Pre-flections on the Law: Chelsea Davis
At a young age I knew I wanted to become a protector of legal rights and a social justice advocate just like my honorable father who served as a police officer in Contra Costa County and Alameda County for 25 years. He frequently referred to me as “Judge Chelsea” because I never hesitated to voice my opinion. Unfortunately, his high-stress occupation took a toll on his health and he died of a heart attack when I was fifteen. It was then that I realized the importance of appreciating my parents’ sacrifices and not being afraid to be the self-confident and intelligent girl my family raised me to be.

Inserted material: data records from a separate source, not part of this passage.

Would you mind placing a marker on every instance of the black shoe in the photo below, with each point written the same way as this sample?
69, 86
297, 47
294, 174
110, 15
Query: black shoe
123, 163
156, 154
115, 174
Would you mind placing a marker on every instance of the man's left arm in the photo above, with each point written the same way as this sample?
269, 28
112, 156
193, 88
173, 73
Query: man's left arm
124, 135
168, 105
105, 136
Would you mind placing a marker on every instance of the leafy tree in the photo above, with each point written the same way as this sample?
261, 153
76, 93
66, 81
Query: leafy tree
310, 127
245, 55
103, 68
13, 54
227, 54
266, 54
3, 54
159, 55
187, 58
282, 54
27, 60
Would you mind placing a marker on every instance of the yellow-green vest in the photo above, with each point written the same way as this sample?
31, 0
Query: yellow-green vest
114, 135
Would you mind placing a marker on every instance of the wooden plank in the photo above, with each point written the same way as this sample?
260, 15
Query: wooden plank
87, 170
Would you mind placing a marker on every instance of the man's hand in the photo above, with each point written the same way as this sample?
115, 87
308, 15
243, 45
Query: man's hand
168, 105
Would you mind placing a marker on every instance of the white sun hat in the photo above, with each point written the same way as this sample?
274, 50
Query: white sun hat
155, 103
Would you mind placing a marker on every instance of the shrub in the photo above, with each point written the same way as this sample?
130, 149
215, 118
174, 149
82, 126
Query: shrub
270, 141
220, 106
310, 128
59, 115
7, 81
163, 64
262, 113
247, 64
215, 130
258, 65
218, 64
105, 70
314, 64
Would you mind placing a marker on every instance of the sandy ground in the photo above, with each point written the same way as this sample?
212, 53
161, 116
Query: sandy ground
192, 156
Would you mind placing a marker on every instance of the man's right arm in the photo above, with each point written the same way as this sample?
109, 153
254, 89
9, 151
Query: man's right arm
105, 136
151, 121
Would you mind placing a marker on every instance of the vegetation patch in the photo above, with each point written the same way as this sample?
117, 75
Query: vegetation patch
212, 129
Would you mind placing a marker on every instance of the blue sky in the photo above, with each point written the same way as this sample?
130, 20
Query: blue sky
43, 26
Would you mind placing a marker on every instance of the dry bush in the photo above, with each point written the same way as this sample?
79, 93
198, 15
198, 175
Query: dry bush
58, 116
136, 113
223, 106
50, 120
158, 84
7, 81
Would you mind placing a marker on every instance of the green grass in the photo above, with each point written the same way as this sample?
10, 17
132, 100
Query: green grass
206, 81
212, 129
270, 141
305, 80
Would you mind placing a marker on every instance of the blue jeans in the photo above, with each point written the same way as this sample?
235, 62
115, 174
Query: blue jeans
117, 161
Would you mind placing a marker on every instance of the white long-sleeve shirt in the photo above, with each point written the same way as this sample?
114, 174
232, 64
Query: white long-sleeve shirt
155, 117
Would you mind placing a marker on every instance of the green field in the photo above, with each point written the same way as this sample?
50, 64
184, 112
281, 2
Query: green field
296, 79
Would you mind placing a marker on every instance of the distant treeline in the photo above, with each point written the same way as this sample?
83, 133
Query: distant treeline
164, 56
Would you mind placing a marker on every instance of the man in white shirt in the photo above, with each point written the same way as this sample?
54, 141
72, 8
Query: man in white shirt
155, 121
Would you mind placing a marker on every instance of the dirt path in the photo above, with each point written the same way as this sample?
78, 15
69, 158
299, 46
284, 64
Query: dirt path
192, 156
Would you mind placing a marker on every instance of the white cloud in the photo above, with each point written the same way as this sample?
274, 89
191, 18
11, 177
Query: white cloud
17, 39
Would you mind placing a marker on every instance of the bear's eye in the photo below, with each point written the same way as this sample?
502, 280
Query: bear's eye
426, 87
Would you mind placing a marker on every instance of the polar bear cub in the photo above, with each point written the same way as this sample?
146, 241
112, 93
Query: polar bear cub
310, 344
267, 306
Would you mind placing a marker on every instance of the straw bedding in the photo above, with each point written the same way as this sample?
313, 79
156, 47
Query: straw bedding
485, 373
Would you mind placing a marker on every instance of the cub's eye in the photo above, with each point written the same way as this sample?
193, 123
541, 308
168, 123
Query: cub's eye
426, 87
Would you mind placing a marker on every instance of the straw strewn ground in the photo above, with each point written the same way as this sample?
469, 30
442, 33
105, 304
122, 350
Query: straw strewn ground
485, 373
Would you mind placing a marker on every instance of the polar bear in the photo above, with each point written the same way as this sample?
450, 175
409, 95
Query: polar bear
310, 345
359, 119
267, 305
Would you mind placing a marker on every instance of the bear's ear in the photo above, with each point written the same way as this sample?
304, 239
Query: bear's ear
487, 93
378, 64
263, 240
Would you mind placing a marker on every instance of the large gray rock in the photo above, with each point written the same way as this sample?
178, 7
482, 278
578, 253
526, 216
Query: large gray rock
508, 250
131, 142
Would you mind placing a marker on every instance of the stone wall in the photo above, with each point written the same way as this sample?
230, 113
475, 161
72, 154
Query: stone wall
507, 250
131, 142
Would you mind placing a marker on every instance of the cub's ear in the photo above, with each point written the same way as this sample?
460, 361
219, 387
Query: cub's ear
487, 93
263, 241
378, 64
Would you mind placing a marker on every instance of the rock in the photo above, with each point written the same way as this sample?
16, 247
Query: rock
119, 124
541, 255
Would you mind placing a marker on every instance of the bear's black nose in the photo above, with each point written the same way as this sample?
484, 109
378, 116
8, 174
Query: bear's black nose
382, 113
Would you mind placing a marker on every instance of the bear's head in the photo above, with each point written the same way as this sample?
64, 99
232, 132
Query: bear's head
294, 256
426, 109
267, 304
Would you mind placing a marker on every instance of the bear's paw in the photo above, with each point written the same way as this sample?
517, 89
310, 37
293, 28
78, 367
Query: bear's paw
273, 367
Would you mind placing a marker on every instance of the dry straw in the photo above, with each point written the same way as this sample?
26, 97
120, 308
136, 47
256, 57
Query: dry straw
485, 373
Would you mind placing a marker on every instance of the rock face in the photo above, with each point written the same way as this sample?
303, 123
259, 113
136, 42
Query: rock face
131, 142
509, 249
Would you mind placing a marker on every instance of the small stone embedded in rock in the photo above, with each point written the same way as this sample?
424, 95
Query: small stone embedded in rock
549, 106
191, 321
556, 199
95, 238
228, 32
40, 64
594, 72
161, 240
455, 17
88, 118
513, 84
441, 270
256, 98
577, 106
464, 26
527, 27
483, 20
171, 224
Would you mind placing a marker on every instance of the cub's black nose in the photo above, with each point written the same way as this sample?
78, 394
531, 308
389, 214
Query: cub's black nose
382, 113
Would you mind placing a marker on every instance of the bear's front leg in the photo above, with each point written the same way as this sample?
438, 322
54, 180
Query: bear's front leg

My academic background in Political Science and African-American studies at UCLA fostered the development of my vigorous passion for a future career in law, public policy, and politics. My exposure to the recurring values of justice and morality in political and ethnic studies texts activated my awareness of the importance of law in our society. Firstly, my study of Political Science has provided me with the theoretical framework to understand the world in which our current legal system exists, especially in California. Secondly, my background in African-American studies has taught me about historical and structural formations of inequality and power as they pertain to racism, class hierarchy, and sexism within American society. The legal field in particular is one of the least racially diverse professions in the nation. In response, I decided to be an agent of change, which is why I co-founded UCLA’s Black Pre-Law Association (BPLA) in hopes to connect underrepresented students to the resources necessary for successful matriculation into law school and increase diversity within the legal profession.
After graduation, I served as a legislative aid to one of the few female legislators in the California State Legislature, Senator Holly J. Mitchell. My position allowed me to acquire a deeper understanding of the legislative process and public policy formation, while advocating on behalf of underserved communities. I assisted Senator Mitchell in the Senate Select Committee on Women and Inequality and the Senate Health Committee. I also managed four bills, wrote talking points for committee hearings and floor sessions, and met with committee consultants, lobbyists, and constituents regarding various issues throughout California. Through this experience I gained invaluable leadership experience, professional development, and learned new methods of advocacy.
Although civic engagement is essential to my growth as an advocate, it was also clear that law school would equip me with the education, skills, and training necessary to navigate complex legal systems and bring about positive change. The Honorable Patricia Herron and Ellen James Scholarship will help me achieve my academic goals by providing me with funding to pay for books for the next three semesters of law school.
In the future, I plan on returning to state government and use my J.D. to become a legal analyst for the Office of Legislative Counsel in Sacramento. There I would have the opportunity to draft legislative proposals, prepare legal opinions, and provide other legal services to the Legislature and non-profits in Contra Costa County. I’m hopeful that I can use my law degree to substantively contribute to local, regional, and state governments and make government resources more accessible to underprivileged communities.